Toni Trinidad, c’est pas le genre très malin. Orphelin très jeune, il s’est donné pour mission de protéger sa sœur Vega … et inversement. Heureusement, ils sont tombés dans une famille d’adoption qui leur a permis après un passage traumatisant dans l’orphelinat. Leur père adoptif a négocié avec le maire un poste de policier municipal pour Toni et Vega a obtenu la gestion d’une casse automobile à Ascuasà la suite de la disparition de son mari violent Chimo.
Toni a l’habitude d’aller prendre son café chez son ami Triste, et de commencer sa journée ensuite, avec une visite chez sa sœur. Mais ce matin-là, on lui apprend que Triste s’est pendu à la branche d’un de ses arbres. Quand il arrive, il observe trois traces de pneus de voiture, une de trop. Mais qui est-il, lui, pour donner des leçons à la police judiciaire alors qu’on le connait comme l’idiot du village.

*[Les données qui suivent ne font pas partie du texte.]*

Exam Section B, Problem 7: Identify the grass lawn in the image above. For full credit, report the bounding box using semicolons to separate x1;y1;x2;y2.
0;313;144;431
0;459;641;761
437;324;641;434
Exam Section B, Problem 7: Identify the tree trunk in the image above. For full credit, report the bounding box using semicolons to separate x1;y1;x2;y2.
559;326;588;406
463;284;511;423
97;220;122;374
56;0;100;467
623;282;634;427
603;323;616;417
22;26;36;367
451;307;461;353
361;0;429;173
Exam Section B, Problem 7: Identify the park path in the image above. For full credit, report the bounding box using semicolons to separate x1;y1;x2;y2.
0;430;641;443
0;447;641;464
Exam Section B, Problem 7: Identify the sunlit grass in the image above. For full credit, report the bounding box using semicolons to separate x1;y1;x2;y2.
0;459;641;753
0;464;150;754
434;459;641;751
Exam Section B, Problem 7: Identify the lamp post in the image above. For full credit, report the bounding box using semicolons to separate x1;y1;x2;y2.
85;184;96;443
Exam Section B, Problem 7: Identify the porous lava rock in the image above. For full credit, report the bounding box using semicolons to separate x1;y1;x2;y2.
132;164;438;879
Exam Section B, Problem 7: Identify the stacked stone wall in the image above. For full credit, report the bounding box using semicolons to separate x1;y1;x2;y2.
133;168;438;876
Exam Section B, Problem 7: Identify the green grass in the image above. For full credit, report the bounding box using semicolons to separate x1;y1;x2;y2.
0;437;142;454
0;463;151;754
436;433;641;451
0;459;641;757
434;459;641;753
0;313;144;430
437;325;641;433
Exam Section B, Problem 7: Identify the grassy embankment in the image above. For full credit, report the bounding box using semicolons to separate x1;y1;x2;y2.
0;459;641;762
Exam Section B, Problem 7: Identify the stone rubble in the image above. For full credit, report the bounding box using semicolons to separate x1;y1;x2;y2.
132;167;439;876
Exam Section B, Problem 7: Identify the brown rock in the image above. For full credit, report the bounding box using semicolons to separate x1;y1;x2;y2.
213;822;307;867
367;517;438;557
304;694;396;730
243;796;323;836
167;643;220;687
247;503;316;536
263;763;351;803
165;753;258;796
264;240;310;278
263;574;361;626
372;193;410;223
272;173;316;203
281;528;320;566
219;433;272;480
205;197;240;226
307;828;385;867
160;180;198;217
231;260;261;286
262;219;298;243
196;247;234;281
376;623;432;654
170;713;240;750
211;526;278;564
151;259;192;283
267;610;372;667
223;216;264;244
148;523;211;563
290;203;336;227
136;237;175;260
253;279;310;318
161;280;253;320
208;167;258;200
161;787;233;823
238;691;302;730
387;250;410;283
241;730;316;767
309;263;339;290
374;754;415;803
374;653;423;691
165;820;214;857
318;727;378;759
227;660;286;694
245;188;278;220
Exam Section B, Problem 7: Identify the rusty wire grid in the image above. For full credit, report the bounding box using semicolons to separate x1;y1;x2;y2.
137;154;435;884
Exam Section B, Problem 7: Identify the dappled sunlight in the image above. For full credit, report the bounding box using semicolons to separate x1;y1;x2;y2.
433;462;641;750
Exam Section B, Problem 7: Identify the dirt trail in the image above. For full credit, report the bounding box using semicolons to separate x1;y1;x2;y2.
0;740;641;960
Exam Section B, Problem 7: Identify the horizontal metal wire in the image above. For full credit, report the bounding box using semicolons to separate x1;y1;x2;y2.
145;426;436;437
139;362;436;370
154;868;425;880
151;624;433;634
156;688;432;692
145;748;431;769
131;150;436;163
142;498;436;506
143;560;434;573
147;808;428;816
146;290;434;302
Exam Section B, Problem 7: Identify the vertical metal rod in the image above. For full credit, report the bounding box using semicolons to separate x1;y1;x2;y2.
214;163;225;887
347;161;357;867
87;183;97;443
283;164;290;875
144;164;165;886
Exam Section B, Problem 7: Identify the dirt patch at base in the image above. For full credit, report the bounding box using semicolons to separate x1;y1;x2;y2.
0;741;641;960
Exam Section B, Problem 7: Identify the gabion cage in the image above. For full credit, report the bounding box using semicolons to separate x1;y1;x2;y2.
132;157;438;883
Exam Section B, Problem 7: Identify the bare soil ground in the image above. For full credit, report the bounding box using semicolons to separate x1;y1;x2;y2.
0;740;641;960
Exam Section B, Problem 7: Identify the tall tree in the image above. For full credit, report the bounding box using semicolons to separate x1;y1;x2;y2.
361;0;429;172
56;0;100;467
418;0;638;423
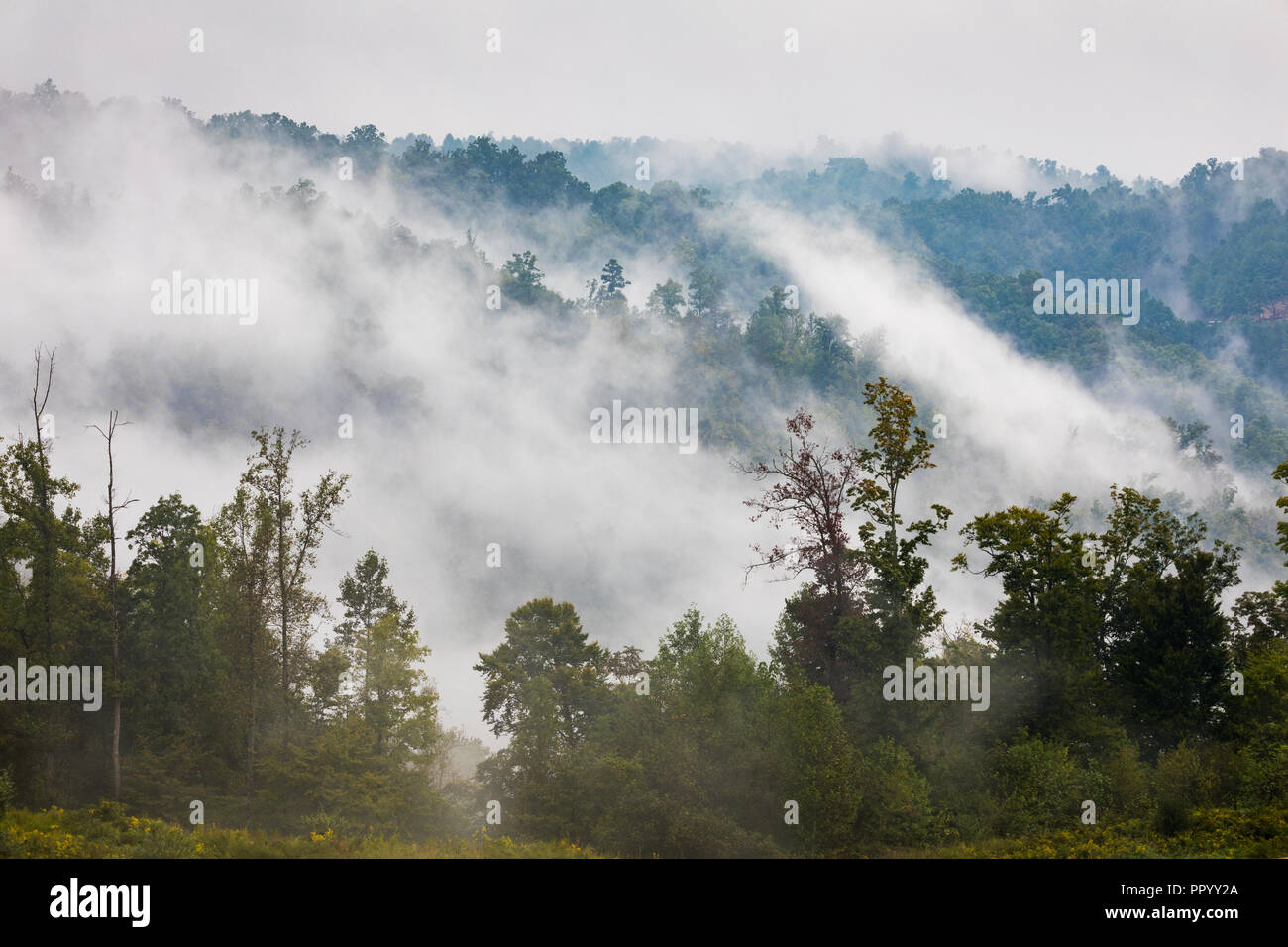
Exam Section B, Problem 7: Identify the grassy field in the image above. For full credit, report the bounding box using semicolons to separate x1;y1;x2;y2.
0;802;596;858
0;802;1288;858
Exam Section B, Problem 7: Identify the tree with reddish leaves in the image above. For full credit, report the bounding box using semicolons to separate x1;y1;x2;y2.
735;408;867;697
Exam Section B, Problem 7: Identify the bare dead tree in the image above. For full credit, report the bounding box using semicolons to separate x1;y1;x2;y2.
87;408;137;798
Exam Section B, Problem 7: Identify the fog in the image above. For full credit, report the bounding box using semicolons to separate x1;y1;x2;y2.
0;92;1288;737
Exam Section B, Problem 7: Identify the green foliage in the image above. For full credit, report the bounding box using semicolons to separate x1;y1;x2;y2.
992;729;1089;835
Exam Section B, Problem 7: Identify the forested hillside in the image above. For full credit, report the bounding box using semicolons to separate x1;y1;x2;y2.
0;82;1288;857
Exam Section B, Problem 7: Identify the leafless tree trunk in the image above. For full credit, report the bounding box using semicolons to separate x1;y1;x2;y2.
90;410;134;800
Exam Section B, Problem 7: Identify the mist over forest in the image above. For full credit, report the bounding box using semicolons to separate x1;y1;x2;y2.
0;64;1288;857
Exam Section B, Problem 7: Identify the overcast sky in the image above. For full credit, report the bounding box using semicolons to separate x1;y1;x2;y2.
0;0;1288;180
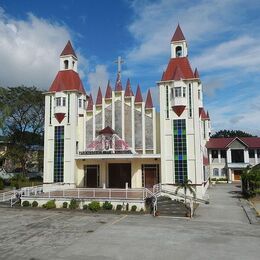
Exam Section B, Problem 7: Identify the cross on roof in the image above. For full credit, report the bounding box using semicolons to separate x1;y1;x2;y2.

Vega a un problème avec l’alcool, et un ras-le-bol de sa vie, coincée dans ce village. Comme elle utilise sa casse comme plateforme pour le trafic de drogue de l’Apiculteur, une idée émerge de garder une livraison pour elle. Elle vient justement d’apprendre qu’une voiture pleine d’argent allait transiter chez elle. Mais les hommes de Rocha, de la brigade des stupéfiants, guettent devant sa porte, sans qu’elle le sache.
A priori, des intrigues mettant en scène un village où les habitants représentent une frange de la population se retrouvent plutôt et aisément chez les auteurs anglo-saxons. Et il est toujours surprenant de trouver des auteurs se lançant dans cette aventure sachant qu’ils se comparent aux maîtres du genre, Jim Thompson en tête. Pourtant, on retrouve dans ce roman une véritable originalité voire une liberté dans le traitement, une certaine folie déjantée et un humour grinçant à souhait typique de la littérature espagnole (dont je ne suis pas un spécialiste, je préfère le préciser).

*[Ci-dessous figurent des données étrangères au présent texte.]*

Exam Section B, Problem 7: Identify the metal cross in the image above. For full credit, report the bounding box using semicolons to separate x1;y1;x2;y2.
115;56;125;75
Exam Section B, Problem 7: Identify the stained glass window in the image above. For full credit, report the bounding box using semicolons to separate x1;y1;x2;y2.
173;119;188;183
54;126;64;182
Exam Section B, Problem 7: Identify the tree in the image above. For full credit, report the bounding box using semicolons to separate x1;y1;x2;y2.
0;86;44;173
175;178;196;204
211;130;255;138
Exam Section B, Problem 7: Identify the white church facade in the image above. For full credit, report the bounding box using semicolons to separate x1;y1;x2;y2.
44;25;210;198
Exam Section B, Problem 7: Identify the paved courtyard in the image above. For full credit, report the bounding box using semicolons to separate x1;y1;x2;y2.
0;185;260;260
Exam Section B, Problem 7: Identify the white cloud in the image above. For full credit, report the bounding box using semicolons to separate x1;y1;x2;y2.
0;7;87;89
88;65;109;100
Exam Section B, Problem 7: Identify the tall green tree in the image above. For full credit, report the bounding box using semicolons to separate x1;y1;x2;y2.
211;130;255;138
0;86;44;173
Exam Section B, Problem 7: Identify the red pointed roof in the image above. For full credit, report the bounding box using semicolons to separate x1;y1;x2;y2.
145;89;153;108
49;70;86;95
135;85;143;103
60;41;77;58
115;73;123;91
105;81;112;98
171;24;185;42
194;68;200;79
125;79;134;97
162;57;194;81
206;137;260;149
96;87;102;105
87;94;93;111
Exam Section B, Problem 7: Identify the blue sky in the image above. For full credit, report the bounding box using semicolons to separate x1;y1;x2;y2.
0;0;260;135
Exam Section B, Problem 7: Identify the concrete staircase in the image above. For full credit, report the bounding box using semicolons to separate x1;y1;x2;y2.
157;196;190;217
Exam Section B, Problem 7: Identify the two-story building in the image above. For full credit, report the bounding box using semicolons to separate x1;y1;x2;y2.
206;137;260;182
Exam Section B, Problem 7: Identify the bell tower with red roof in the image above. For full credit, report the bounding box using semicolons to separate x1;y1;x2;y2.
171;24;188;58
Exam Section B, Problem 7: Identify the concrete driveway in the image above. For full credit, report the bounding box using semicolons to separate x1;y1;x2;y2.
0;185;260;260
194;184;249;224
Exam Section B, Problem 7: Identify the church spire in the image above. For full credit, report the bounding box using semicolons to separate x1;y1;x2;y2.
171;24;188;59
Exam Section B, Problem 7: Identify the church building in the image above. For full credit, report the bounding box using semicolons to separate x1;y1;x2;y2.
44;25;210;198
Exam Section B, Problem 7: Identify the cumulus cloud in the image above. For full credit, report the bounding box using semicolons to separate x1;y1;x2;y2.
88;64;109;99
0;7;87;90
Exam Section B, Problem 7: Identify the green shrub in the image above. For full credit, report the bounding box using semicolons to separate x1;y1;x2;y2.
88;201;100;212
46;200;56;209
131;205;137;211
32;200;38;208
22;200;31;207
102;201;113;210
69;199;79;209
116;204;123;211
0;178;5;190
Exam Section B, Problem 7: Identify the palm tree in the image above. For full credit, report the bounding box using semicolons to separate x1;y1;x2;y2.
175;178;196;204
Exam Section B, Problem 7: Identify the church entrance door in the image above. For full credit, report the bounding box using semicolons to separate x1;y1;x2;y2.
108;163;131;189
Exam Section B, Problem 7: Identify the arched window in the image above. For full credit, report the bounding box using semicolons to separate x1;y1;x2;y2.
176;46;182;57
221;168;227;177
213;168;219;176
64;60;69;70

L’idée de génie est de positionner en plein milieu de ce marasme explosif un « idiot du village » ou du moins veut-il se faire passer pour tel, tout en autodérision, en se dévalorisant à tout moment. D’ailleurs, il précise qu’il réalise une action pour faire avancer son enquête dans le but de bien se faire voir par les gens. On va voir Toni se prendre des coups voire plus jusqu’à ce qu’une étincelle fasse resurgir l’homme qui est en lui.

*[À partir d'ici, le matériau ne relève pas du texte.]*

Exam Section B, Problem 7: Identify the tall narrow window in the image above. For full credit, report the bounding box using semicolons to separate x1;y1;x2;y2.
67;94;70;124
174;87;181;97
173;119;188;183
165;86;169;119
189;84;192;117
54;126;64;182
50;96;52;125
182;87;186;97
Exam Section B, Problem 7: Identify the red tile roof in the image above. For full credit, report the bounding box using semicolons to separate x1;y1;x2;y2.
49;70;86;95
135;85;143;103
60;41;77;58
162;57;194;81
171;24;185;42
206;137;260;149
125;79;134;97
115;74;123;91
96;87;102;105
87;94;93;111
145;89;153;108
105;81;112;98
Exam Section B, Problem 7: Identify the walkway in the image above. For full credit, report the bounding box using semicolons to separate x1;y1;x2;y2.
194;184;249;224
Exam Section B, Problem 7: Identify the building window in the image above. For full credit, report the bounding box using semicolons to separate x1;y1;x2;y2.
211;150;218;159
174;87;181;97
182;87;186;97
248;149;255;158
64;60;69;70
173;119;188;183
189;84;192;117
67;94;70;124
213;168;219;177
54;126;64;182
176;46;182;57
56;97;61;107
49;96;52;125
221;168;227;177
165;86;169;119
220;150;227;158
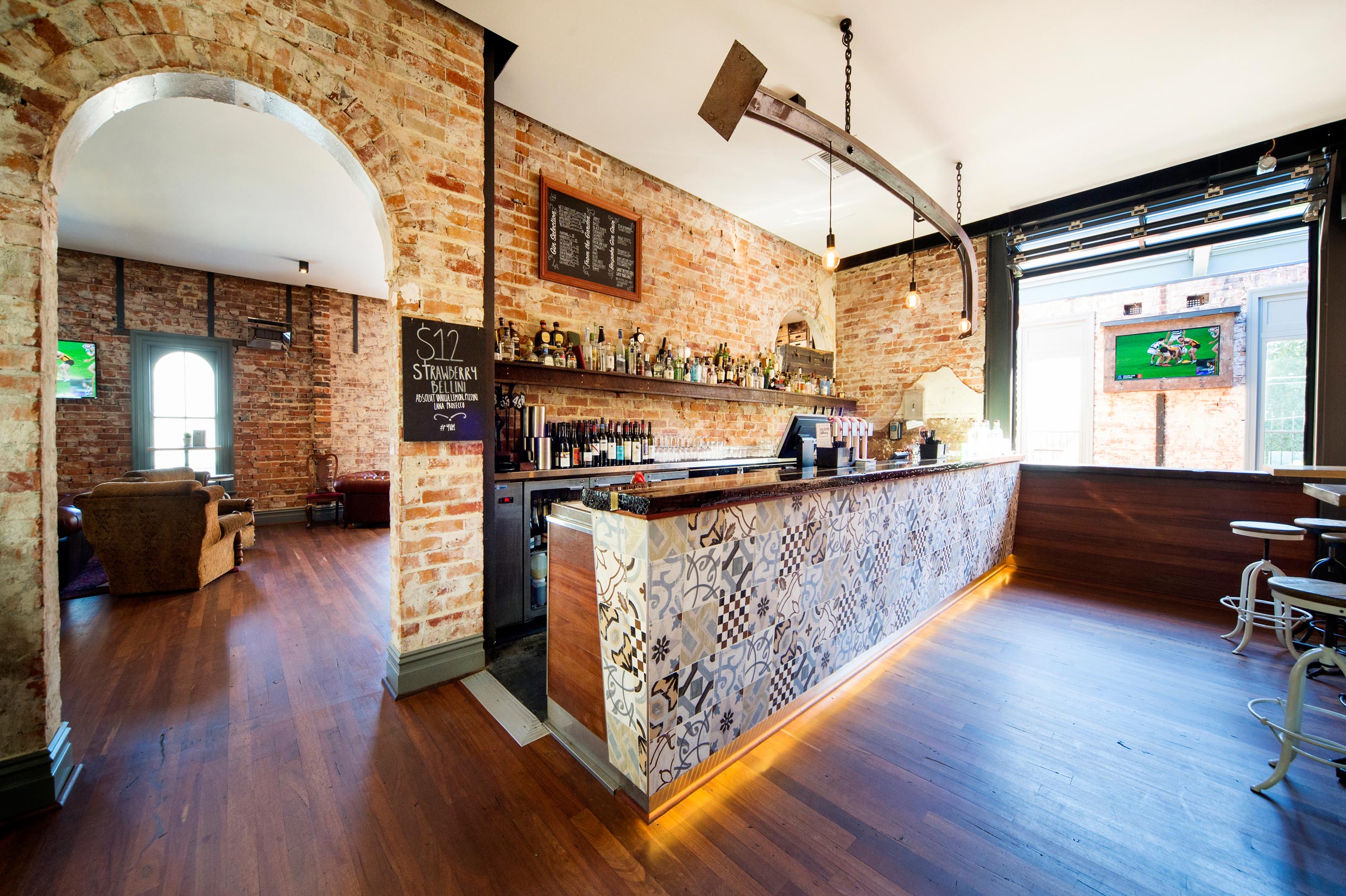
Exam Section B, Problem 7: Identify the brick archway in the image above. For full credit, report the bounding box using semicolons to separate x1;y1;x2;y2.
0;0;484;785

En termes de liberté d’écriture, Marto Pariente s’autorise tout, donnant voix à chacun des personnages comme les meilleurs romans choraux, mais variant de l’un à l’autre dans la syntaxe, la narration pour Toni, le tutoiement pour Vega, et la troisième personne pour les autres. Cela lui permet d’évoquer la vie de famille, la difficulté de vivre de son travail, la corruption, le pouvoir des politiques, la soif inassouvie d’argent des promoteurs immobiliers, la complicité des banques, la course à la promotion professionnelle …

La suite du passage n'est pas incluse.